Assembly defects of mitochondrial respiratory chain complex III (CIII) and complex IV (CIV or COX) were studied in human samples derived from patients carrying mutations in the BCS1L gene, encoding a protein necessary for CIII biogenesis, and in the COX6B1 gene, that encodes a small COX structural subunit. Furthermore, a COX15-deficient animal model to study the consequences of the lack of this CIV assembly factor was generated in the laboratory. Also, the association of CIV with other OXPHOS complexes into super-complexes in the SURF1 knock-out mouse (a mitochondrial CIV deficiency model) was analysed.%:%: Two patients showing mitochondrial CIII deficiency and isolated mitochondrial encephalopathy were found to carry pathological mutations in the BCS1L gene that encodes a protein known to be essential for the correct formation of CIII. Several mutations in this gene were found to be associated with different clinical presentations as the GRACILE syndrome, (growth retardation, aminoaciduria, cholestasis, iron overload, lactic acidosis, and early death), complex III deficiency associated with congenital metabolic acidosis, neonatal proximal tubulopathy, liver failure, and encephalopathy or the Björnstad syndrome (sensorineural hearing loss and pili torti). With the work developed in this project, the defect in CIII assembly was characterized at the molecular level. By studying patient-derived skeletal muscle biopsies and cultured skin fibroblasts and lymphoblasts, it was determined that the role of the BCS1L protein is to insert the catalytic subunit UQCRFS1 (Rieske Fe-S protein) into the 'pre-complex III' as one of the last steps of the CIII assembly process. The catalytically inactive 'pre-complexIII' was found to be accumulated in the patient samples and the lack of insertion of the Rieske protein made the complex become unstable, as sub-complexes containing CIII subunits were present in the patients and absent in the controls. These studies also revealed that the BCS1L protein was part of a large protein complex in which CIII subunits were absent.
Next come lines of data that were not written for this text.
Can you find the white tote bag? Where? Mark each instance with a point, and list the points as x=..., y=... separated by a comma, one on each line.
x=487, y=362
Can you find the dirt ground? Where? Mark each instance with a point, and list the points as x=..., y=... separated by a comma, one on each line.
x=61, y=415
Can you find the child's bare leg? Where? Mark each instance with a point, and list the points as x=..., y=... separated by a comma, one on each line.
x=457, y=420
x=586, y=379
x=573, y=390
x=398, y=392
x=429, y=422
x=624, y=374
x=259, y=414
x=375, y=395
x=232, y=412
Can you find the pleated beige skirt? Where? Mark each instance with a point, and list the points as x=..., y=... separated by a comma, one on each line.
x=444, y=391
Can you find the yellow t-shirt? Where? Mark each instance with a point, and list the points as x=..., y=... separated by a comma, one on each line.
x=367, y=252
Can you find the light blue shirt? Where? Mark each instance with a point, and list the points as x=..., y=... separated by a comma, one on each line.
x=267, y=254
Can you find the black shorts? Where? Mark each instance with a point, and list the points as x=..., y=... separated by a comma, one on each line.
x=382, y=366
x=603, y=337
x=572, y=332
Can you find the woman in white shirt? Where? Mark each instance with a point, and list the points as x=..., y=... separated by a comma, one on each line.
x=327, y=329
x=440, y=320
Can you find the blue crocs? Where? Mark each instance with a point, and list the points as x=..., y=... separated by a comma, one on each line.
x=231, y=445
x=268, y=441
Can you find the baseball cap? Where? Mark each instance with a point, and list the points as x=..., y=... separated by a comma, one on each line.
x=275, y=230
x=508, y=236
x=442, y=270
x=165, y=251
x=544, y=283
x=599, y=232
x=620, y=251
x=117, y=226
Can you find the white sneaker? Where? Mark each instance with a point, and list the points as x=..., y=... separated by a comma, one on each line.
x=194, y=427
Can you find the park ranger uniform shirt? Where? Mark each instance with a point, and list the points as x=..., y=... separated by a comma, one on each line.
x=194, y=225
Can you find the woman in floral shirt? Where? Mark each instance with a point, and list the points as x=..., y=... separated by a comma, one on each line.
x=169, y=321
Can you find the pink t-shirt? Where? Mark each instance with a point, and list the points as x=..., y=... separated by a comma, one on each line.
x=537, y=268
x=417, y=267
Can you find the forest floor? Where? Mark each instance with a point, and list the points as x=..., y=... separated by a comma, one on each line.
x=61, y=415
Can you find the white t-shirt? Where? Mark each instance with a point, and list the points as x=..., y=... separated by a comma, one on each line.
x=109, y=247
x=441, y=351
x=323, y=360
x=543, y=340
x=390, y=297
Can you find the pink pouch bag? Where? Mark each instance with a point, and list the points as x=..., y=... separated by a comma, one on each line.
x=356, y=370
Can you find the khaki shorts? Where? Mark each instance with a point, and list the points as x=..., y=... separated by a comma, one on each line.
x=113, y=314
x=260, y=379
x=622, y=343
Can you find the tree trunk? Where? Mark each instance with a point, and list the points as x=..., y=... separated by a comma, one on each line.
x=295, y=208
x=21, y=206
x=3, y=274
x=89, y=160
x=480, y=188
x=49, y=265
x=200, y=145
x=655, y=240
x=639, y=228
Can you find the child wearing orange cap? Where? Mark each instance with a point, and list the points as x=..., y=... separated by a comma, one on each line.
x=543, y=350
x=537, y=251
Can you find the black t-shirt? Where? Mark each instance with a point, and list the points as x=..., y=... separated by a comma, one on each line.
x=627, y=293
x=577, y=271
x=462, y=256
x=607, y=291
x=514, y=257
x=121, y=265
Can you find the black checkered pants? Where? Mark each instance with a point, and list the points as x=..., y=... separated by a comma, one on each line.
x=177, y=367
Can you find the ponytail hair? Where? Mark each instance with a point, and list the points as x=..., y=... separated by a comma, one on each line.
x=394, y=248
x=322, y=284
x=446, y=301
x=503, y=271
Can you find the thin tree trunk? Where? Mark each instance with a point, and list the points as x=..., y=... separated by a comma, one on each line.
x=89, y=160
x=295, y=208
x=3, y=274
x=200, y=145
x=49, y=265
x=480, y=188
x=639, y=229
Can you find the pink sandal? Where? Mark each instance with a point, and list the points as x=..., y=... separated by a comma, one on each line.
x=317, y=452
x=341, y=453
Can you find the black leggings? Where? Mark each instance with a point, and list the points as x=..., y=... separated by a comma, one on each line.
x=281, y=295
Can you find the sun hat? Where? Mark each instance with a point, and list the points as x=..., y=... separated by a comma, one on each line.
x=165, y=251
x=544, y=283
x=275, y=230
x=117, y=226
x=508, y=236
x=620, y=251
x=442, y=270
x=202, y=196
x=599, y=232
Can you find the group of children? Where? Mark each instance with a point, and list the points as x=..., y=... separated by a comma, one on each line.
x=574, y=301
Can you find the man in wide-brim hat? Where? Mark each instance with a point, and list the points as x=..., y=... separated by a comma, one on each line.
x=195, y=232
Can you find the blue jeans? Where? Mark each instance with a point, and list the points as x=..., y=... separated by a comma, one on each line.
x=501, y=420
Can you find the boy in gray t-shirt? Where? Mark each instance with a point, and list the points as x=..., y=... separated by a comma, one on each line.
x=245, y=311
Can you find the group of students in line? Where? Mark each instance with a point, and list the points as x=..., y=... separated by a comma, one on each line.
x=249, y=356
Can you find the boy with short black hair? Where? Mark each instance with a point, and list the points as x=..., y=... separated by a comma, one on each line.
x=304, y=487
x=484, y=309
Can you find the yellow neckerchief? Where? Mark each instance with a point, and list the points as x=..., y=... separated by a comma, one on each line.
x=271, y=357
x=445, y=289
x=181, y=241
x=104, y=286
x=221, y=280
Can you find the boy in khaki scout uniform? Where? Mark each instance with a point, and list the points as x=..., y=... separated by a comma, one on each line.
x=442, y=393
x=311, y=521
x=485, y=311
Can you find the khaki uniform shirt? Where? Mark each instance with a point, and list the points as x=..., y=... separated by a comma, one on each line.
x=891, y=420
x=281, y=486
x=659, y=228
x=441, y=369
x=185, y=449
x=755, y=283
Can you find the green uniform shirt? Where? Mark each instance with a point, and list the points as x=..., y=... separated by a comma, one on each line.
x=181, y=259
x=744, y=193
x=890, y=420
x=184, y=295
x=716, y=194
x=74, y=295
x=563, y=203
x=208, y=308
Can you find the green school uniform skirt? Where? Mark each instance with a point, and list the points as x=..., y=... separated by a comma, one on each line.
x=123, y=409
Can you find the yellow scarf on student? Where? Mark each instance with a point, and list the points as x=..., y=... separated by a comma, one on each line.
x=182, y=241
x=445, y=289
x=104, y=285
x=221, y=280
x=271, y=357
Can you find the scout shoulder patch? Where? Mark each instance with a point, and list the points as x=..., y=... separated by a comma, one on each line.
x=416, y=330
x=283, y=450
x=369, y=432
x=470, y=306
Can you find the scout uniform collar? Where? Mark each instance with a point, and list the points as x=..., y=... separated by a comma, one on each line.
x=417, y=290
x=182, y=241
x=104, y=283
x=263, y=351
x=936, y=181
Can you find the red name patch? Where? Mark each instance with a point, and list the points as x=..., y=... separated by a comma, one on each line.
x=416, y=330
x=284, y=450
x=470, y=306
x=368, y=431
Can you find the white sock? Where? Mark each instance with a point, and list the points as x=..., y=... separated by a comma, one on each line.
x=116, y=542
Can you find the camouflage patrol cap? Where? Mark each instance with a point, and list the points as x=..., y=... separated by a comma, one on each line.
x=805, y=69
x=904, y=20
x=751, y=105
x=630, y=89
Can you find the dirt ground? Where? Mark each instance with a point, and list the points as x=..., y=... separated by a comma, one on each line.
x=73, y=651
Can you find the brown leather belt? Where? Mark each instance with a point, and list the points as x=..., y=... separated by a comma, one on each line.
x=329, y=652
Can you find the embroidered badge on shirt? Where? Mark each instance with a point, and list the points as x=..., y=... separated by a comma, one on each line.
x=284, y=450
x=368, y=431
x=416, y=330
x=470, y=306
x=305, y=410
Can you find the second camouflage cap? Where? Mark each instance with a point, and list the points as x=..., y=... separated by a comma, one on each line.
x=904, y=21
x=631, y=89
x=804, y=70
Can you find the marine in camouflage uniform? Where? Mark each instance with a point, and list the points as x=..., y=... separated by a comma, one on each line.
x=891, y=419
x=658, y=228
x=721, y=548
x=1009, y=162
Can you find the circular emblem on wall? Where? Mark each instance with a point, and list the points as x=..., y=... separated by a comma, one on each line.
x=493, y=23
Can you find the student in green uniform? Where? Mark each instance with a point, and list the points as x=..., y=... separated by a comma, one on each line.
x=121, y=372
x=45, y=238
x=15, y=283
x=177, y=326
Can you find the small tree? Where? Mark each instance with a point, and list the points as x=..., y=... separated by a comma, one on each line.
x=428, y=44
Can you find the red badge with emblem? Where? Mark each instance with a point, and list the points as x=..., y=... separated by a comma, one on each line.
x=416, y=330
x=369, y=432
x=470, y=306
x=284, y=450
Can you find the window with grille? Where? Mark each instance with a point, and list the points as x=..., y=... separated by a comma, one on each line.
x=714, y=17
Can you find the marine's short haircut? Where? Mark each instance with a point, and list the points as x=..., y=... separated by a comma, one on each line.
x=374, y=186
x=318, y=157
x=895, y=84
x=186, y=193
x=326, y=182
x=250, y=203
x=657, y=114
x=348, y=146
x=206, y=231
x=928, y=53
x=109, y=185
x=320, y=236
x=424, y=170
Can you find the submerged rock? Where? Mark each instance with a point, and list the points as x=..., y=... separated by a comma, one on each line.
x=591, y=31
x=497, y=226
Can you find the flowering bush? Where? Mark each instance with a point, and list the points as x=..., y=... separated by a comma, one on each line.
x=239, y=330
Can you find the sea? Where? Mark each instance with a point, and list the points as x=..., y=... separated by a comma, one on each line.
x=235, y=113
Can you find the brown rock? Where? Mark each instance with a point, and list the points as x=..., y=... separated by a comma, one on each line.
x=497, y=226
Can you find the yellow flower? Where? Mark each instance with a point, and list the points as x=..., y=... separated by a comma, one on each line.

Two siblings showing mitochondrial CIV deficiency and a severe encephalomyopathy were studied. Mutational screening in the mitochondrial DNA-encoded structural subunits and in the nucleus-encoded CIV assembly factors was negative. Mutations were searched for in nucleus-encoded structural subunits and a homozygous mutation was found in the COX6B1 gene. The pathogeneicity of the amino acid change and the CIV structural abnormality associated to it was thoroughly demonstrated. In many occasions, mutations in nucleus-encoded COX subunits were sought for but never found in CIV-defective patients, leading to the conjecture that they may be incompatible with extra-uterine survival. This work represents a new and relevant finding as this was the first time that a mutation in a nuclear encoded COX subunit (COX6B1) was associated to mitochondrial disease and it indicates that these proteins should be reconsidered as possible candidates in COX-deficiency associated disorders.